The New York Times first asked Uber about Lax management conditions in 2023 and said the company was aware of the continuing problems. Since then, however, much has not changed.
Uber said that various factors were responsible for lower wages and that its takeover – the percentage of the fare of every ride it maintained for itself – did not increase in Los Angeles. The cost of liability insurance, the company said, rising and now representing 43 percent of the rider’s fare.
The company also stated that a surcharge of $ 4 for Lax bike drivers along with a new pick -up system significantly reduced demand for airport rides.
The Lax’s Public Relations Division did not respond to a comment request.
Lyft CJ Macklin spokesman said the company was working with LAX to develop a new holding for drivers with a ride that would be built as part of the new airport building project, which includes a light railway between terminals and should reduce traffic.
“A year after now, Lax will look completely different and we are excited about the smoother and faster experience for drivers, riders and the whole city,” said Uber Meghan Casserly, Uber.
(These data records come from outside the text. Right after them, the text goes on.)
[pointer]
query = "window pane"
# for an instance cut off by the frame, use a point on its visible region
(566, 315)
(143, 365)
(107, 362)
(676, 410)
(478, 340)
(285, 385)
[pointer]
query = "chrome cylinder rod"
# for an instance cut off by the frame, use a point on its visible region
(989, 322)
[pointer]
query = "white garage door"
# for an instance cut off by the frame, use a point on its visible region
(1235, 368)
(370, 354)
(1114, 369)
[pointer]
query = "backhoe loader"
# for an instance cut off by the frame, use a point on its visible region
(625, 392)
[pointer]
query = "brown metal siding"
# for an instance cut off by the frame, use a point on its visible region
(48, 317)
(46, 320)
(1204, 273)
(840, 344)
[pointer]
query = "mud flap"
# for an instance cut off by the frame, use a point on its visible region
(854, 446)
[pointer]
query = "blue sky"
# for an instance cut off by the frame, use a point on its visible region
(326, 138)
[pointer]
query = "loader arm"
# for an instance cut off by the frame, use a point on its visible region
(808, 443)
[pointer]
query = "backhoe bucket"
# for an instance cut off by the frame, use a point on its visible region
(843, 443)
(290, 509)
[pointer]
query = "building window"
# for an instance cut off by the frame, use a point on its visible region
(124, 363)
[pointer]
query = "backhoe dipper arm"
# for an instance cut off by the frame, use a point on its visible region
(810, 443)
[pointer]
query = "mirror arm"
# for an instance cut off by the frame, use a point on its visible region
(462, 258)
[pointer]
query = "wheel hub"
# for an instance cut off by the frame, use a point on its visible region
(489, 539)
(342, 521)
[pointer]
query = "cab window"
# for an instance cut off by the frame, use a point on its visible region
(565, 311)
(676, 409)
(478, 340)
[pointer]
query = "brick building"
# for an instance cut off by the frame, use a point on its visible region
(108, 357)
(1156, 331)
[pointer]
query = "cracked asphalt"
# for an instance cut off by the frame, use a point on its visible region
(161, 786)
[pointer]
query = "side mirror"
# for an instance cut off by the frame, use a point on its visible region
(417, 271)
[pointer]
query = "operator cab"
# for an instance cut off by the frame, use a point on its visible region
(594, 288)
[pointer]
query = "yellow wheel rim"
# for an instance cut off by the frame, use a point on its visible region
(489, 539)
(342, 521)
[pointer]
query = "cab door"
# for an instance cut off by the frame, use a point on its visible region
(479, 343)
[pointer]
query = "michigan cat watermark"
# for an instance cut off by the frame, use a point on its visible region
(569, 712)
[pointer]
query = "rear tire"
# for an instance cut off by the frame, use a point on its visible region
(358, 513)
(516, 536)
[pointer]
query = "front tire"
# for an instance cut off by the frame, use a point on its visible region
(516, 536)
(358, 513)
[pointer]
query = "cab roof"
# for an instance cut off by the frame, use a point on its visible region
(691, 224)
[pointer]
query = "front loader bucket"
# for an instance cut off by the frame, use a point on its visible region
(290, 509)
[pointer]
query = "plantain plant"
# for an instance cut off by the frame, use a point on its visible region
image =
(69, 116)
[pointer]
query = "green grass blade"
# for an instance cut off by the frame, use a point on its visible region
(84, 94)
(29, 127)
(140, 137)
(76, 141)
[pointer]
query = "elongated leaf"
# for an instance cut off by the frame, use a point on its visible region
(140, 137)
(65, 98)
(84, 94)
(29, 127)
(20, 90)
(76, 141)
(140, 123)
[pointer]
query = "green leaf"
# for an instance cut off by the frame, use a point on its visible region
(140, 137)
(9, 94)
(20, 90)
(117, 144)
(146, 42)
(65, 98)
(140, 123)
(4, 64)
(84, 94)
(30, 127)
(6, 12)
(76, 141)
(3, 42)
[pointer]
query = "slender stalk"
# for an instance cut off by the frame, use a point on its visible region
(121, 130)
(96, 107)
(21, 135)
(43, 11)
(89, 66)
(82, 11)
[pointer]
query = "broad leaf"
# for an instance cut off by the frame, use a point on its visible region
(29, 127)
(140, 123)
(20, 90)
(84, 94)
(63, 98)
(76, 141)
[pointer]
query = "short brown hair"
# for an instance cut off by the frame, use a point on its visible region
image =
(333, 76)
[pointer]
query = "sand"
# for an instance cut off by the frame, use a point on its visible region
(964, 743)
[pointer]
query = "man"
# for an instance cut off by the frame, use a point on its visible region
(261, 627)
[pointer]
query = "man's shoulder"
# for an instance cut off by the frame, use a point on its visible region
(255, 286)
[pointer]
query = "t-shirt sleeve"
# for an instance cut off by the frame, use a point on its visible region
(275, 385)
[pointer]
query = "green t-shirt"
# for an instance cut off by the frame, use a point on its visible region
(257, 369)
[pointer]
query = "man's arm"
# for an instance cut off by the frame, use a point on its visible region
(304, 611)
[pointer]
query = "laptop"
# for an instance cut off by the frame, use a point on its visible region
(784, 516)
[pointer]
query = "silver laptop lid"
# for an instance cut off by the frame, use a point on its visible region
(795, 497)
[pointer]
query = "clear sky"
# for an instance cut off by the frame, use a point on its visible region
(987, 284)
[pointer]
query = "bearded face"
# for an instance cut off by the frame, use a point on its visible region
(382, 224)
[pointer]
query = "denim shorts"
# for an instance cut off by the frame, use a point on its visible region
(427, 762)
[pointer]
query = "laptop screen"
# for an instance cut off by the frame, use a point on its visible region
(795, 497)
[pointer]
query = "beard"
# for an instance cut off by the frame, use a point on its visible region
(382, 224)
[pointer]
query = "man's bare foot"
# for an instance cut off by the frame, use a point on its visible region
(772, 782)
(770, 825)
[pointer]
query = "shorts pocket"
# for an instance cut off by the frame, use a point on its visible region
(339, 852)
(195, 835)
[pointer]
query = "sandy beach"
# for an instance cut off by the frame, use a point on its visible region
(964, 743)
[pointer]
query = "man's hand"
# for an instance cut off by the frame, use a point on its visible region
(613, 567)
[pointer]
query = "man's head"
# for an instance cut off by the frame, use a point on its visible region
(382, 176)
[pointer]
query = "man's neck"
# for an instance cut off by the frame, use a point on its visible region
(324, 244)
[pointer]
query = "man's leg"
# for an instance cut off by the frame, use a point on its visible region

There was a ubiquitous feeling of slowness in the land; It seemed that dissatisfaction and hours of waiting forced the driver to inactivity, although the seemingly decent ride rang on their phones.
“There are drivers who really do not know what they are doing and end up on the land just because they know nothing better,” said Pablo Gomez, a Uber driver who visits lax. “They dropped out of the passenger, he said he was going a lot, and they were like,” Okay. “They don’t even know what they are waiting for.”
Driver advisors like Mr. Avedian and Mr. Gomez are trying to help drivers strategize and use the maximum of their time. But Mr. Gomez also empaths with drivers who are still praying for unexpected. He used to be a compulsive player, he said, and driving for Uber feels similar.
“The loss of time is part of this psychology of a drug addict. You are chasing the ride, the score,” he said.
At 2 o’clock in the morning, when the pen closed, some drivers went to look for a parking space in the neighborhood where they would sleep in their cars until the land reopen at 5.
Mrs. Hernandez sat on Tuesday on the hood of her car, when she hit 23 hours, her time to go home. She watched the offers against the wallpaper of her two children aged 25 and 26 years on her phone. She checked her e -mail between the rides and hoped to learn from jobs she recently applied for in the office and warehouse.
In the end there was a ride that would bring her to her home in Montebell, a 50 -minute drive to the east. It was just $ 28 for $ 27 million from the unicorn-but she accepted.
“It’s not the best rate,” she said. “But you have to do it for being worth your time.”